Magnetism

Magnetic Field

A bar magnet was placed on a horizontal whiteboard and a compass was placed near its north pole. We noticed that the needle pointed directly at the north pole of the magnet. We repeated this for many positions around the magnet (along the blue line) and drew a red arrow on the whiteboard representing the orientation of the compass needle.

Here we see the resulting arrows at various positions around the magnet.

We figured the magnetic field of the bar magnet must look similar to the diagram above.

Prof. Mason sprinkled some iron filings evenly around a magnet and used a projector to show the results. We can see that the magnetic field looks very similar to the one we had hypothesized.

Magnetic Flux

Magnetic flux follows some of the same principles as electric flux. We can determine if there is a net flux by counting the magnetic field lines going in and out. Here we show a magnetic field in red and three areas of interest circled in black and labeled 1,2,3. In area 1 there are two lines coming in and two coming out, therefore the magnetic flux is zero at that point. Area 2 encases the south pole and contains 0 lines coming in and 7 going out, therefore there is a net magnetic flux. In area 3, which encases both north and south poles, there are 7 lines going in and 7 coming out, therefore the net flux is zero.

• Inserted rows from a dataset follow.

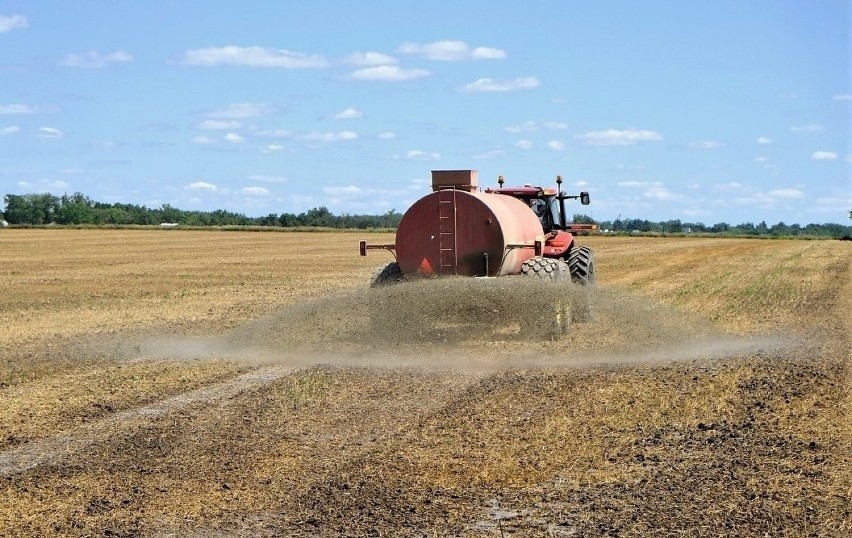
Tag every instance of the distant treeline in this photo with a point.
(77, 209)
(748, 228)
(40, 209)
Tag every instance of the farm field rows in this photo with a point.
(195, 383)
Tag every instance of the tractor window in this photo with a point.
(541, 210)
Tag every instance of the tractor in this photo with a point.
(460, 230)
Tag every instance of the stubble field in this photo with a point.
(189, 383)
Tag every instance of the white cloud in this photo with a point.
(214, 125)
(49, 132)
(17, 109)
(268, 179)
(273, 148)
(275, 133)
(93, 59)
(348, 114)
(451, 51)
(616, 137)
(252, 57)
(12, 22)
(706, 144)
(812, 128)
(369, 58)
(786, 193)
(255, 191)
(416, 154)
(493, 154)
(389, 73)
(241, 110)
(201, 186)
(331, 137)
(491, 85)
(529, 126)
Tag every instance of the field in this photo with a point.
(191, 383)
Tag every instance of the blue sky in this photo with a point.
(704, 111)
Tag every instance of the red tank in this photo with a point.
(456, 230)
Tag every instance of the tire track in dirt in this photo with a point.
(68, 443)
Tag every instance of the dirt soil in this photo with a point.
(166, 383)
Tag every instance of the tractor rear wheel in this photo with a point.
(581, 263)
(389, 273)
(543, 268)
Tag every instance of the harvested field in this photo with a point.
(178, 383)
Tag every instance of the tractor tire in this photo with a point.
(389, 273)
(581, 263)
(543, 268)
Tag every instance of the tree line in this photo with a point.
(779, 229)
(77, 209)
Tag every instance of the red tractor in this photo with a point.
(459, 230)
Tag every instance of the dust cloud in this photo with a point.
(469, 324)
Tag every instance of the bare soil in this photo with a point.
(237, 384)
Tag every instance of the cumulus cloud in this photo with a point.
(241, 110)
(451, 51)
(529, 126)
(255, 191)
(17, 109)
(267, 178)
(252, 57)
(369, 58)
(201, 186)
(12, 22)
(617, 137)
(215, 125)
(348, 114)
(706, 144)
(50, 132)
(491, 85)
(416, 154)
(493, 154)
(93, 59)
(331, 137)
(812, 128)
(389, 73)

Magnetic Field, Force, and Velocity

In this given problem, we were given that the magnetic field was 2.6E-3 T and the velocity of an electron was at 30 degrees from it with a magnitude of 3E6 m/s. We found the magnitude of the force using the formula shown above where q is the charge of an electron. We also used the fact that the cross product with the magnetic field can also be taken by taking the magnetic field and multiplying it by the sin of the angle between it and the charge velocity.

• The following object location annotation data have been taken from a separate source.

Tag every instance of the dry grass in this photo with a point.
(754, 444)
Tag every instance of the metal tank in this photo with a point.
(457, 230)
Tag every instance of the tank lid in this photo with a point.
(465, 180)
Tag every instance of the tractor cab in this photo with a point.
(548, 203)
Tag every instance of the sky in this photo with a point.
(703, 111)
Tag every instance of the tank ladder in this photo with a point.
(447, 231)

The diagram above shows that force is magnetic field is always perpendicular to the force and charge velocity.
Below we begin deriving equations that have to do with centripetal force.

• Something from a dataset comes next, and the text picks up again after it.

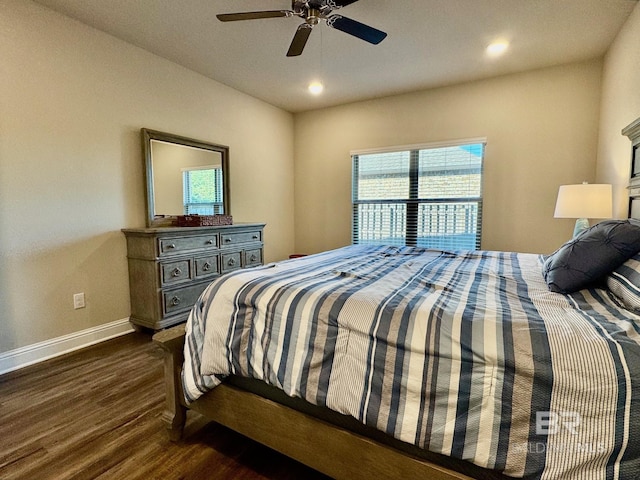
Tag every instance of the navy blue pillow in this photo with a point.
(591, 255)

We start by stating that the centripetal force is equal to the mass multiplied by the velocity squared all divided by the radius of the circle. We also know that the force is equal to qv X B so setting them equal to each other cancels out a factor of v from both sides. We got rid of the cross product since it is equal to sin(90)=1 in this case (not cos(90) as in picture). We solved for R and changed translation velocity into angular velocity (v = Rw). The R's cancel out and we can solve for w.

We have another formula for angular velocity which states that it is directly proportional to the frequency and a factor of 2pi. Setting these two formulas gives us a direct relationship between frequency (given), mass of an electron, charge of an electron, and magnetic field (which we need to find). Solving for magnetic field and plugging in the known values we calculate the magnetic field to be 0.0876 T.